Mais le spectre du royalisme réapparaissait pour profiter des fautes et des divisions des révolutionnaires. De toutes parts la faction relevait la tête ; Lyon et tout le Midi étaient ensanglantés de ses excès ; la terreur blanche commençait, plus violente et plus cruelle que l’autre. En même temps renaissaient les mœurs de la monarchie, autre réaction à l’austérité des temps révolutionnaires ; l’ancienne société (en ses détritus) prenait à sa manière sa revanche, par la restauration du jeu, de la prostitution, de la spéculation effrénée, etc.

C’était le prélude du Directoire.

La réaction, qui se précipitait, non moins que la pénurie publique, causée par le débordement de l’agiotage, les accaparements, la dépréciation des assignats, causa des explosions populaires, derniers efforts du parti montagnard et patriote (12 germinal, 1er prairial an III) ; mais ces mouvements avortés ne faisaient qu’activer la marche de la contre-révolution et servaient de prétexte à de nouvelles mises en accusation de représentants montagnards et de patriotes.

Cependant, au milieu de ces déchirements intérieurs, un spectacle admirable pouvait consoler l’âme des citoyens. Les jeunes armées de la République poursuivaient le cours de leurs triomphes sur la coalition des rois. Jourdan, Pichegru, Kléber, Moreau et cent autres s’illustraient par des victoires. Le territoire était délivré et nos armées étaient en Belgique, en Hollande, dans le Palatinat, dans la Catalogne, la Biscaye, etc.

Toutefois, la guerre de Vendée s’était rallumée et durait toujours, et la chouannerie s’étendait dans la Bretagne et la Normandie. Mais la République remporta une victoire éclatante à Quiberon (18 juillet 1795), où Hoche écrasa les chouaus, les émigrés et les Anglais.

Cependant, la constitution de 1793 continuait à dormir oubliée, malgré les réclamations des patriotes qui en demandaient l’application ; le gouvernement révolutionnaire était comme périmé, et l’on ne savait trop sous quel régime légal on vivait. Sous le prétexte de compléter en la révisant la constitution montagnarde, l’Assemblée en accomplit l’escamotage par l’élaboration de la constitution de l’an III. Le pouvoir législatif était divisé en deux chambres (Cinq-Cents, Anciens) et le pouvoir exécutif confié à un Directoire composé de cinq membres.

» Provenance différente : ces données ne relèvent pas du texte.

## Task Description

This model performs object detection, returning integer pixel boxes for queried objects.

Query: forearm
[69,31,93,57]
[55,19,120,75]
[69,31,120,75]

Le cens, les conditions d’âge, etc., étaient rétablis.

Pour ménager la transition, des décrets complémentaires prescrivirent que les deux tiers de la Convention entreraient dans les conseils. Cette constitution fut acceptée par les assemblées primaires à une grande majorité.

Les royalistes, se croyant maîtres de Paris après tant de réactions et de proscriptions, dominant d’ailleurs dans les sections et la garde nationale, tentèrent une insurrection le 13 vendémiaire an IV (5 octobre 1795), mais furent écrasés par l’artillerie de Bonaparte et les patriotes.

Dans ce dernier acte d’énergie, la Convention, vieillie, épuisée, mutilée par tant de proscriptions, dominée dès lors par ce qu’on nommait autrefois les « crapauds du Marais », restait néanmoins fidèle à sa volonté de fonder la République. Mais hélas ! la conception en était bien altérée.

Cette assemblée, qui avait accompli tant de choses grandes et terribles en sa virilité, se sépara le 4 brumaire an IV (26 octobre 1795), pour faire place au nouveau régime politique qu’elle avait fondé.